Adnoc Drilling reaffirmed its c.USD 5 bn FY 2026 revenue guidance despite the regional backdrop, saying there has been “no material impact” on core drilling operations. The board recommended a 1Q 2026 dividend of USD 262.5 mn, payable in June.
Earnings also look mixed in other industries
Emaar Properties kicked off 2026 with another strong quarter, with property sales rising 16% y-o-y, supported by Dubai’s real estate momentum. The developer reported net income after tax of AED 6.4 bn in 1Q, up 38% y-o-y, according to its financials (pdf) and earnings release (pdf). Revenue rose 23% to AED 12.4 bn.
Dubai toll gate operator Salik saw 1Q 2026 traffic volumes soften amid weaker March mobility trends tied to regional disruption.
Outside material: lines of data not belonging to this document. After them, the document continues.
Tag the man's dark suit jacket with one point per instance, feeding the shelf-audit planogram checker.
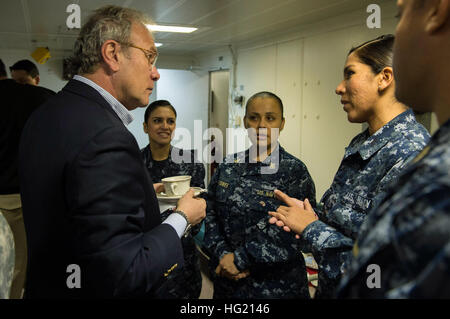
(88, 200)
(18, 101)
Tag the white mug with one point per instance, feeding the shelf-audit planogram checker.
(177, 185)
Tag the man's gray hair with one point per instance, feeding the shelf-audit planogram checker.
(106, 23)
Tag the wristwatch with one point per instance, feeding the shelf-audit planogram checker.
(187, 230)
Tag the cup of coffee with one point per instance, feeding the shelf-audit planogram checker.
(177, 185)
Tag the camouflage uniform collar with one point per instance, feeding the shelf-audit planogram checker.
(442, 135)
(274, 155)
(369, 145)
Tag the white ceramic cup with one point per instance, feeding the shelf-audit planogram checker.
(177, 185)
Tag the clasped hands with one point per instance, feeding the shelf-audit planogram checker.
(228, 269)
(296, 216)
Net income was broadly stable, dipping just 0.4% y-o-y to AED 369.3 mn, according to its earnings release (pdf), while revenue slipped 3.0% y-o-y to AED 728.9 mn as total trips fell 6.4% to 197.2 mn. Softer traffic weighed on toll usage fees, though the impact was partly offset by Dubai’s variable pricing system and growth in tag activation fees and ancillary revenues.
Grocery players broadly had a disappointing quarter, with Spinneys eking out bottom-line growth while Lulu Retail and Talabat saw earnings squeezed by softer non-food demand and elevated investment spend
Lulu Retail’s net income fell 32.8% y-o-y to USD 47 mn as a March slowdown in lifestyle and electrical sales dragged revenue 2.9% lower to USD 2 bn, according to its earnings release. Higher-margin private labels rose nearly 1 percentage point to 30.2% of sales as shoppers shifted to value, and e-commerce sales jumped 61% y-o-y to USD 150 mn on a refreshed app and website.
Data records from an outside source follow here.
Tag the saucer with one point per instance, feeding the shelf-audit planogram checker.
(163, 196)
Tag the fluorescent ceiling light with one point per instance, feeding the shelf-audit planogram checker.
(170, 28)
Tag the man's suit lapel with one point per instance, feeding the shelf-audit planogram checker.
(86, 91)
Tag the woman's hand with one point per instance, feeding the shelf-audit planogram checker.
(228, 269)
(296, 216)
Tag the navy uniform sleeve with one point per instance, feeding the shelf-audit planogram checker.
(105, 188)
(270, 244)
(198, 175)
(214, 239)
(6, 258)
Talabat’s net income fell 18% y-o-y to USD 87 mn as it spent some USD 25 mn to scale Talabat Mart and bolster Talabat Pro, according to its earnings release (pdf). Gross merchandising value rose 19% y-o-y to USD 2.7 bn (18% on a constant currency basis) and revenue climbed 23% to USD 1 bn, helped by strong Ramadan and Eid trading and a shift toward “eat-at-home” consumption. Non-GCC markets — led by Egypt, Jordan, and Iraq — grew GMV 52% to USD 563 mn, while GCC contributed USD 2.1 bn (+12%).
Spinneys was the lone gainer, with net income up 1.9% y-o-y to AED 87 mn and revenue rising 11.9% to AED 1.01 bn, it said in an earnings release (pdf). Adjusted EBITDA edged 1.2% higher to AED 184 mn. Growth was driven by like-for-like sales, new store openings, higher online penetration, and stronger fresh and private label sales — transaction volumes rose 8.5% y-o-y to 10.8 mn and average basket size grew 3.4% to AED 92.9.
Capacity growth supported Flynas’ top line, but rising costs weighed on profitability. The low-cost carrier saw its net income fall 20.3% y-o-y to SAR 117.9 mn in 1Q 2026, according to its financials. The bottom-line dip was driven by higher fuel costs, alongside increased handling and navigation charges, elevated maintenance expenses from greater operating activity, and additional wet-lease costs. Revenue rose 9.7% y-o-y to SAR 2 bn during the same period, buoyed by capacity expansion and continued passenger demand across the airline’s network.